The Bible expresses it this way:
Greater love hath no man than this, that a man lay down his life for his friends.Self-sacrificing love is a love that cares so much about you that I do not care about me anymore. It is a love that feels that your life, even without me in it, is more valuable than mine without you in it. The thought that God could not bear to be without me - to the point of being willing to not exist - is an overwhelming thought that will take eternity to fully absorb.
Have you ever wanted to be missed? Wanted to be needed? Wanted to be wanted? I have; and it is a miserable reality when you discover that the people you would like to care don't.
Years ago, I had an experience that completely turned my social standing upside down. Once the center of all church happenings, I was now an outcast. I can assure you that the worst part was not that it happened; no, it was the rude awakening I had after denying for so long that it happened. I tried for a while to pretend nothing had happened; that I was innocent; that there were still people who cared about me; that I was not actually alone. To realize publicly that those sentiments are completely wrong is quite the shock.
At that time, all "alone" with just my family for companions, I discovered that I had changed. I had allowed my personality to dissolve into that of my friends, to be diluted by there preferences, to be tainted by their negative traits. It was bad enough that my personality needed work in the first place; now it was in shambles. New friends wanted me to talk; but I was reserved, not wanting to scare them off with my "hogging the show" as my old friends had described it. New friends wanted me to play with them, try new things: but I did not want to show off, or conversely, uncover my ineptitude and be laughed at. Things that were not me became me, and I discovered that people who wanted to care could not because I could not let them.

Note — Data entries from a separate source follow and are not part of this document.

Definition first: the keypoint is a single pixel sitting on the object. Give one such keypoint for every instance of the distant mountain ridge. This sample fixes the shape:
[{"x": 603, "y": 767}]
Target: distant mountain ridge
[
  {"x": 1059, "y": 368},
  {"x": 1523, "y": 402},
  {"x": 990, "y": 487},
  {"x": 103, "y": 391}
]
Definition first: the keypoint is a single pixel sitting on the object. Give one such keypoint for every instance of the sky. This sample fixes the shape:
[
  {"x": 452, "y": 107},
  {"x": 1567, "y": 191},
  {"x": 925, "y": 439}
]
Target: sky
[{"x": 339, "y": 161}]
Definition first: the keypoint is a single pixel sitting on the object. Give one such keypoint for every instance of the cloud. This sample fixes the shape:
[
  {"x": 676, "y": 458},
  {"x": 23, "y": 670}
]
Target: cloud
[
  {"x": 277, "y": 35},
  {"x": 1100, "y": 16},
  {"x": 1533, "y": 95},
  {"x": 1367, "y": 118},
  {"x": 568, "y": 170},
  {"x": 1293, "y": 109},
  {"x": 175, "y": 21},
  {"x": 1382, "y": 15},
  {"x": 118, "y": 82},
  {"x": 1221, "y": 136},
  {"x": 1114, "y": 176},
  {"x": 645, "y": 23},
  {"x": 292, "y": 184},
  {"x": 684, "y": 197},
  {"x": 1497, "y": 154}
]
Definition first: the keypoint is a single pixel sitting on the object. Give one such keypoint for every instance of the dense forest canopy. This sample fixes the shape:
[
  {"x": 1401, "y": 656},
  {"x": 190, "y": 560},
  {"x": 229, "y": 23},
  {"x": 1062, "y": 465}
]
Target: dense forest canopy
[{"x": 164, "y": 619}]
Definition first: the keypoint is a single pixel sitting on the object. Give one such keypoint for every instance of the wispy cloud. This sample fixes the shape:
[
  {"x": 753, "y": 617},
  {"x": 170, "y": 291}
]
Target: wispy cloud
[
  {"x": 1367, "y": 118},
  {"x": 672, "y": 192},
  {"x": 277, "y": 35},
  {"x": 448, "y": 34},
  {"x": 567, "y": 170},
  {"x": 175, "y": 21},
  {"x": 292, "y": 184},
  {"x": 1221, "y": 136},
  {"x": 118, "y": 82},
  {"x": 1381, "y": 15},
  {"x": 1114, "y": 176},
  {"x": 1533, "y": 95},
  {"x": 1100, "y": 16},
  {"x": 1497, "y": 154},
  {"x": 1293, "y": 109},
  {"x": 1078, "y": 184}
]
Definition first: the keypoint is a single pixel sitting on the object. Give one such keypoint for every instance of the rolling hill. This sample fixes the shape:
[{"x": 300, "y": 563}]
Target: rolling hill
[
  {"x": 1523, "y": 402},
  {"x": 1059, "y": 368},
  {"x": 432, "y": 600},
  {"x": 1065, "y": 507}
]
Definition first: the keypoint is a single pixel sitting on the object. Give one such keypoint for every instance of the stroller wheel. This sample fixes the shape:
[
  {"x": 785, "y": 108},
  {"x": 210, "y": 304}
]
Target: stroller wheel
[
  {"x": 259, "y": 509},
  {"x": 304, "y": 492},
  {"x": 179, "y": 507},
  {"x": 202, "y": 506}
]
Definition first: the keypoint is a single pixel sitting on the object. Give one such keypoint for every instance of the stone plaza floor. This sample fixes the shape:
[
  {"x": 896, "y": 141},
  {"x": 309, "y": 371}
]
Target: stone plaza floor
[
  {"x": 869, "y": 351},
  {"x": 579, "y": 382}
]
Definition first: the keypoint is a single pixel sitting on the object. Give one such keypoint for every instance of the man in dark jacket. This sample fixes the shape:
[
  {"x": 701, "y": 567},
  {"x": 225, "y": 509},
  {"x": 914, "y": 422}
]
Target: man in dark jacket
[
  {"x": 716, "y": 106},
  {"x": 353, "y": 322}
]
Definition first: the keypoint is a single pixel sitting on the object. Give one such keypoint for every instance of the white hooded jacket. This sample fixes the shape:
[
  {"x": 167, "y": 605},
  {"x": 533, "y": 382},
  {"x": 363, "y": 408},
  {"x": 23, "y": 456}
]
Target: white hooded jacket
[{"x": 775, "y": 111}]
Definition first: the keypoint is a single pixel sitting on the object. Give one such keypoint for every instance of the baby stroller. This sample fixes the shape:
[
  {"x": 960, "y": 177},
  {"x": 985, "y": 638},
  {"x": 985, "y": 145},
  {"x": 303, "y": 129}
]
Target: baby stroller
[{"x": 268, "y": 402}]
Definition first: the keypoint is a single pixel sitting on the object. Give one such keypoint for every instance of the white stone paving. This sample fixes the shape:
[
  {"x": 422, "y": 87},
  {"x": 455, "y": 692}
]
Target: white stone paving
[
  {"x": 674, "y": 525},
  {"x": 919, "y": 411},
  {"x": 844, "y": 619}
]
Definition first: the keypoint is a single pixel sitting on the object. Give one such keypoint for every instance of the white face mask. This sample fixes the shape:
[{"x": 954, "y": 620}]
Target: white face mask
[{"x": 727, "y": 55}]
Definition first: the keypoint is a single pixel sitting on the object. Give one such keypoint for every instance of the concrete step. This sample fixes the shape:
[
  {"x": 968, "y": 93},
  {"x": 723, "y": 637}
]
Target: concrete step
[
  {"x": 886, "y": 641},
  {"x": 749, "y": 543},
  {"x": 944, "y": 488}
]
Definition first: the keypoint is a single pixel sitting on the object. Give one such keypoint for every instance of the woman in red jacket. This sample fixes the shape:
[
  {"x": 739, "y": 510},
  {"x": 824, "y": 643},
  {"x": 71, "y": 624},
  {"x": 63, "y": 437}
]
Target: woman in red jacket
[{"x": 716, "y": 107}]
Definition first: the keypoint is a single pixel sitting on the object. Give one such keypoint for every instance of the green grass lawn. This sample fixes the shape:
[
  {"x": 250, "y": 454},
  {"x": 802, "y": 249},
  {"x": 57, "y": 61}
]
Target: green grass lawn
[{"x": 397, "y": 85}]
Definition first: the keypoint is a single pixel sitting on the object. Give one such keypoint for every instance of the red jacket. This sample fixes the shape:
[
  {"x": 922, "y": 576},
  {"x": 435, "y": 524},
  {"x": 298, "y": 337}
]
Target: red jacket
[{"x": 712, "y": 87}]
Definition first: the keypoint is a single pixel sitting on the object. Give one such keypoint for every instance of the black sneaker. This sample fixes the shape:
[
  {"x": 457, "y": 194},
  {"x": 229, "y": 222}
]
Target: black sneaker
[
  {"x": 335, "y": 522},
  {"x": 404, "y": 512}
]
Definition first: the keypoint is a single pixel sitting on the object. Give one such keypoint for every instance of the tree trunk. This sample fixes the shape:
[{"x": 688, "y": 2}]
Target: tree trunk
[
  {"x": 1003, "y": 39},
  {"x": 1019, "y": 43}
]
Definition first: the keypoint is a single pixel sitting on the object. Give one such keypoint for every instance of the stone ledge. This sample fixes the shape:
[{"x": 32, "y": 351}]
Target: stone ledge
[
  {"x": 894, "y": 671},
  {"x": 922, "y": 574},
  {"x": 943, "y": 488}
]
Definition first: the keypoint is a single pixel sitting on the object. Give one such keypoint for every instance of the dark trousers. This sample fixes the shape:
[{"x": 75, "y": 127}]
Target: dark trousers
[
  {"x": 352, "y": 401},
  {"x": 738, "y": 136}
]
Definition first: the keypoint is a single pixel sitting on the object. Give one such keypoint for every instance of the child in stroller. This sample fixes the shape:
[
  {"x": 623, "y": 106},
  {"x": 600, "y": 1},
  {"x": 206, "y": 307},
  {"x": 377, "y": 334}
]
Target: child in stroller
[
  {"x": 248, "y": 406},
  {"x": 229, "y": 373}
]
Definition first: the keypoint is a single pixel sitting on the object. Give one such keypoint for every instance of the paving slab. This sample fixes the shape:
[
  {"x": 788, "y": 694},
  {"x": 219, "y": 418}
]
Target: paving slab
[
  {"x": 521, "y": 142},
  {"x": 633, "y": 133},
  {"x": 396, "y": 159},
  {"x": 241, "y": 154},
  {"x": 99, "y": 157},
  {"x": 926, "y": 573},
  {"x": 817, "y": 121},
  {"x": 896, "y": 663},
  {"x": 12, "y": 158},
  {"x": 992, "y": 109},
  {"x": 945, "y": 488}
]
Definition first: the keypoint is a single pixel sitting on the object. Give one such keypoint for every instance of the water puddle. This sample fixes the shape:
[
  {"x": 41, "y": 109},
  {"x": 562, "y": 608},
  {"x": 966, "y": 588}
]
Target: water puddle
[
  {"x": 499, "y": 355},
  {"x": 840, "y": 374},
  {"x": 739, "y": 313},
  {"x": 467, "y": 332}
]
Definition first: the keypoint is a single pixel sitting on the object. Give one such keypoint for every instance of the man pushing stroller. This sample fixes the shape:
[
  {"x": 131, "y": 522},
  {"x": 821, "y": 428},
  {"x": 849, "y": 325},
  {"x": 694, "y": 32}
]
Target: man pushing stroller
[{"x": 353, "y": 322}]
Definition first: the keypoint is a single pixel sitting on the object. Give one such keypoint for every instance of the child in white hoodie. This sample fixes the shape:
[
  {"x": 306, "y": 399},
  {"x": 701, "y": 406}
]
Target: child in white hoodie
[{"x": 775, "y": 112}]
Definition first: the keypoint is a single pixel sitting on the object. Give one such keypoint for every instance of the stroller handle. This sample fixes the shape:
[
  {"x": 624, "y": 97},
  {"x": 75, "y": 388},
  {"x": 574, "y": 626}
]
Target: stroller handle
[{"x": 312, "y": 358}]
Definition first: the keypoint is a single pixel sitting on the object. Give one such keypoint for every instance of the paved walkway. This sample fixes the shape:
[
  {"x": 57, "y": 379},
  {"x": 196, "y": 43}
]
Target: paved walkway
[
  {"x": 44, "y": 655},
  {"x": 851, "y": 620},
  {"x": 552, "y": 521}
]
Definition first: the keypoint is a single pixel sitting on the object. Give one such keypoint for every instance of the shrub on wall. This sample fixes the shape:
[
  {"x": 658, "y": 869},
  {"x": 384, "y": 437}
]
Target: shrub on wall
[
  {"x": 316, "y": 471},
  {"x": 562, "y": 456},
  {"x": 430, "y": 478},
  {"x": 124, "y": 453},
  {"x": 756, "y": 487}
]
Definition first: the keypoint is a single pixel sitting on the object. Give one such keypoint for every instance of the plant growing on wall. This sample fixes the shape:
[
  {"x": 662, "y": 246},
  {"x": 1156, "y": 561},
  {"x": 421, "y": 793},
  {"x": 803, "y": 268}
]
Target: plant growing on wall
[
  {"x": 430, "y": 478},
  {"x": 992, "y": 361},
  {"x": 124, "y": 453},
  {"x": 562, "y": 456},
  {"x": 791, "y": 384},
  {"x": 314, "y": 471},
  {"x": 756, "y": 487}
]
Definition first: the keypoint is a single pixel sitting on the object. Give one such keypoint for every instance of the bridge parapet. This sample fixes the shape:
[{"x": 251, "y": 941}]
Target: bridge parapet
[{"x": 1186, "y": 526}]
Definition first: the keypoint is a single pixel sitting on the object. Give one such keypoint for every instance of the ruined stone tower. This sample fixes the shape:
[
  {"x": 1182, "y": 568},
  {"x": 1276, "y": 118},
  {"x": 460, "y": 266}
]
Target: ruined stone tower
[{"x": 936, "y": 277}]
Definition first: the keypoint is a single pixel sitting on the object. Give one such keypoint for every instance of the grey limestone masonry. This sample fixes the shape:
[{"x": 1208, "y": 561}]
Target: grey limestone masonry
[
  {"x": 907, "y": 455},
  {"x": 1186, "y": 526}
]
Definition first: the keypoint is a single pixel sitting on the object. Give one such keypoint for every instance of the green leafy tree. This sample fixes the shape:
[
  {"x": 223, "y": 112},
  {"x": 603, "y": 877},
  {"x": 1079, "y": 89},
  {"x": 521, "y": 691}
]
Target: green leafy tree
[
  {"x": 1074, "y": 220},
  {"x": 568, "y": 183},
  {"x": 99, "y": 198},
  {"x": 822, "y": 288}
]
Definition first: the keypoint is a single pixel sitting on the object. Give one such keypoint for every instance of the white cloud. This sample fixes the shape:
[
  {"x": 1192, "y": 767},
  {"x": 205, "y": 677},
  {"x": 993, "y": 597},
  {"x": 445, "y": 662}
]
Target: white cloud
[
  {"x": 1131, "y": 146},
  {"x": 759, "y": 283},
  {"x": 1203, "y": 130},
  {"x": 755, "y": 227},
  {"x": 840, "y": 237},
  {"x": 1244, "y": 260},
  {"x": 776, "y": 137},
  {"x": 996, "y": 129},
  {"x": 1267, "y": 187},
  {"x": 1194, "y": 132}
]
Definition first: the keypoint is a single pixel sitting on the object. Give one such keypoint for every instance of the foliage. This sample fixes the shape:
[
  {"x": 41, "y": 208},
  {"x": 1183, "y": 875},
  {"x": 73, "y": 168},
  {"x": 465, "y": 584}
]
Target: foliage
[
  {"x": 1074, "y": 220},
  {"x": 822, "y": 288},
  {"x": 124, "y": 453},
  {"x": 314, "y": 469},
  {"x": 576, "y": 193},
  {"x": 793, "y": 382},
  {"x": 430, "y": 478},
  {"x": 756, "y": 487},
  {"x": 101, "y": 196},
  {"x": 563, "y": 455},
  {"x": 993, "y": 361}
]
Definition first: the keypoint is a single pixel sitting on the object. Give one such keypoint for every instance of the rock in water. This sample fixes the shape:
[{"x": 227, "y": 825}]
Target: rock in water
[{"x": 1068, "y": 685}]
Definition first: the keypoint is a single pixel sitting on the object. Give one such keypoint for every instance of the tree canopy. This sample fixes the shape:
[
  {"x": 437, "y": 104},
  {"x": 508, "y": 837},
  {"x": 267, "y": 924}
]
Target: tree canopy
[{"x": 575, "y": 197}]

Slowly, I understood that these were friends not profitable to my character growth. They were not necessarily bad people; but I had obviously not benefited from them as much as I had lost. With time, I came to the peace of knowing that while God did use them at an earlier point in my life, it was time to move on. This actually helped me stop trying to be someone I was not, because now there no one to impress.
In time I re-discovered God's love and mercy. But I found myself trying to change myself to be liked and accepted by God. It was hard for me to just let Him have me without fixing something first. And of course, fixing is a long and tedious process, especially when you are operating on negative strength. But this word misericordia brought me to a reality I am only now beginning to comprehend: God's love is so deep that He would stop existing to make me live. Through the cross, He basically says, I would miss you. Other people may never, but I would miss you tremendously. He would give up - and has given up - everything so that I can have a new heart, and new life, and a new Friend.
Notice something extraordinary about this idea of self-sacrificing love. Jesus says that we should love our enemies by praying for them, by not rendering evil for evil for railing for railing, but contrariwise blessing (Matthew 5:44, 1 Peter 3:9). But self-sacrificing love is only poured out on a friend: for there is no greater love than that a man lay down his life for his friends.
Yes, you are considered God's friend; and the moment you accept that reality, it is true in your life. Only after Lucifer openly rebelled was he called "the adversary." Only upon your rejection of God's mercy are you at enmity with God. Until you say "no," you are His friend.
What will you say to such great love?